If the payment really is late, then you need to get in touch with your client. It’s possible that your invoice got overlooked or the payment has gotten lost in the mail (it happens).

Since you don’t know at this point what the issue is or if you are going to have a problem collecting what is owed to you, start by getting in touch with the client. Explain that you submitted your work and invoice on [X] date but that you haven’t received payment yet. Ask if the client needs anything else.

I know that Paypal has a reminder feature but I’ve never used it for clients who like to pay using that method. I’d rather talk to someone directly than send an electronic message.

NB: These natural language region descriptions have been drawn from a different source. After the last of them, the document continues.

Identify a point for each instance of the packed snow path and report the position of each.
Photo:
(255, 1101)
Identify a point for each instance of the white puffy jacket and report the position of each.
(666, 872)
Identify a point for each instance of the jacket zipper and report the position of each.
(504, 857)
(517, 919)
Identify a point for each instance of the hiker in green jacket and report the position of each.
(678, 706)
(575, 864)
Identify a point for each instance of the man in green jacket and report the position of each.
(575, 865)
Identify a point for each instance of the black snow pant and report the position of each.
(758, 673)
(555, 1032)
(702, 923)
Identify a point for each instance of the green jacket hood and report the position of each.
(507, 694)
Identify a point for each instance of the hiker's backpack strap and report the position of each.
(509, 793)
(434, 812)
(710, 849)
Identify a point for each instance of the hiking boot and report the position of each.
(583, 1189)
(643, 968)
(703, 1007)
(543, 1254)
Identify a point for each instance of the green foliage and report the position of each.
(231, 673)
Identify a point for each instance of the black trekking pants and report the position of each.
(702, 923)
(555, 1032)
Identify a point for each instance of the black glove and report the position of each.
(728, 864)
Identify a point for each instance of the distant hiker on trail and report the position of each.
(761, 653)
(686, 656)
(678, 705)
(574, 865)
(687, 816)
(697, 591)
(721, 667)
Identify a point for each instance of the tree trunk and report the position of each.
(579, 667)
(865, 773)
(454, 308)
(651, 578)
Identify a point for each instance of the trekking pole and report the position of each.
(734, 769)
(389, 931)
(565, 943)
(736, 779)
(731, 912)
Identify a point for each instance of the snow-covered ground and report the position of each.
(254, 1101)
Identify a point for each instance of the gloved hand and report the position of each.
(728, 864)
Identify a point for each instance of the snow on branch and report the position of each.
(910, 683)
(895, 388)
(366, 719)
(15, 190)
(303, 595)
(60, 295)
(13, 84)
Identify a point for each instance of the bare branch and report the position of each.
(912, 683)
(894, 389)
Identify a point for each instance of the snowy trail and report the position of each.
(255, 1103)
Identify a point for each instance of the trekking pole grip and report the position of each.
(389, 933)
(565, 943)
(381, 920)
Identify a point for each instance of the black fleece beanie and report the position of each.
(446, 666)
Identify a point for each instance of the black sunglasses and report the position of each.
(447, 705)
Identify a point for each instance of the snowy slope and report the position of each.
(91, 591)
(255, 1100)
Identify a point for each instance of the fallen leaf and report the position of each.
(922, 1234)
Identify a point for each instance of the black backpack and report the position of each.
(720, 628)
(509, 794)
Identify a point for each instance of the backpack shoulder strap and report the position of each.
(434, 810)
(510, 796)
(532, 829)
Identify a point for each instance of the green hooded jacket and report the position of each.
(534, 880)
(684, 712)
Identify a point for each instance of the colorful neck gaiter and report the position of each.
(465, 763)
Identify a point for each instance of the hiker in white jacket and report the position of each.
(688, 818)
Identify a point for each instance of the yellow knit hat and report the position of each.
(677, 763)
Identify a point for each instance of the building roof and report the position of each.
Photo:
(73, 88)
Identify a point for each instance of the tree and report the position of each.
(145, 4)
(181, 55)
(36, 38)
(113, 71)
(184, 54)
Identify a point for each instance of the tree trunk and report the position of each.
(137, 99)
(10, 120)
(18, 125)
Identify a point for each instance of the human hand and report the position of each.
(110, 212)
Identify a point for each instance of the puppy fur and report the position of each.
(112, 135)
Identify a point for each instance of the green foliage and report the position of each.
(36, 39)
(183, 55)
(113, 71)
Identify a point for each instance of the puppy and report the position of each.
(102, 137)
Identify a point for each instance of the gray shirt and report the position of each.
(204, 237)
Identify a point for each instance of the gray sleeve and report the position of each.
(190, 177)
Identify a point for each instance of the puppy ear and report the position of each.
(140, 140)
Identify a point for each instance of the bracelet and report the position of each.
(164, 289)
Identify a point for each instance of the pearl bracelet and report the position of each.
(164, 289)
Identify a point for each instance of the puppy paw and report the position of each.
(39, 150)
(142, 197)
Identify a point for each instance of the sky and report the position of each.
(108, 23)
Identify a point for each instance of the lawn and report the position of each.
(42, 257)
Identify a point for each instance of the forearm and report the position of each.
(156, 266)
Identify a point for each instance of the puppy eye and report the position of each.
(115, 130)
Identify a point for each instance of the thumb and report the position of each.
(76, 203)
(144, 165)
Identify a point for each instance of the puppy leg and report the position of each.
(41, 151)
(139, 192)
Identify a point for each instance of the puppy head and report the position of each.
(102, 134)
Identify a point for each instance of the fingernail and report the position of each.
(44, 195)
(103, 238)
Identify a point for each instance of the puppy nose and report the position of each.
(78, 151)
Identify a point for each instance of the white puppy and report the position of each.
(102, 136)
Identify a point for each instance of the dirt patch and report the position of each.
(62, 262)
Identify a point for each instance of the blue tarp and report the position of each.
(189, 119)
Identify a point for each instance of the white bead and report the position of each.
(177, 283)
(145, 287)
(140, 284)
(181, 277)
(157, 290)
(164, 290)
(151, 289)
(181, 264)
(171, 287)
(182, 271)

Most of the time you will get a response to your first inquiry. You will be paid or find out that payment has been issued or will be by [X] date. If it turns out that the client does need something else, you can deal with it (and present an updated invoice for the extra time you have spent on the job).

If you don’t get a response to your follow-up, it’s time to reach out more directly. Pick up the phone and ask the client about whether there is anything else they need and remind them about your unpaid invoice.

You aren’t asking the client for anything you haven’t earned or that you aren’t entitled to when you are following up about a late invoice, so don’t hesitate to conduct a polite follow-up when you haven’t been paid in the time frame you and the client have agreed on.


2 responses
  1. Priya Avatar

    Whether it’s reminding someone of a query or a bill I sent, I have a one week limit for sending a reminder. If I haven’t heard from them, I just send a nice reminder asking if they received my previous mail about XYZ. Sometimes, esp with email, things go directly to spam folders. I’ve had one guy ignore my invoices, or telling me he didn’t receive them but he’s been the only one so far. Most others have been apologetic, and get to it immediately after my reminder.

  2. Sofia [Freelance Writing Tools] Avatar

    Getting trapped has become a common phenomenon. I was cheated by a company that ordered 40 web hosting articles from me and disappeared.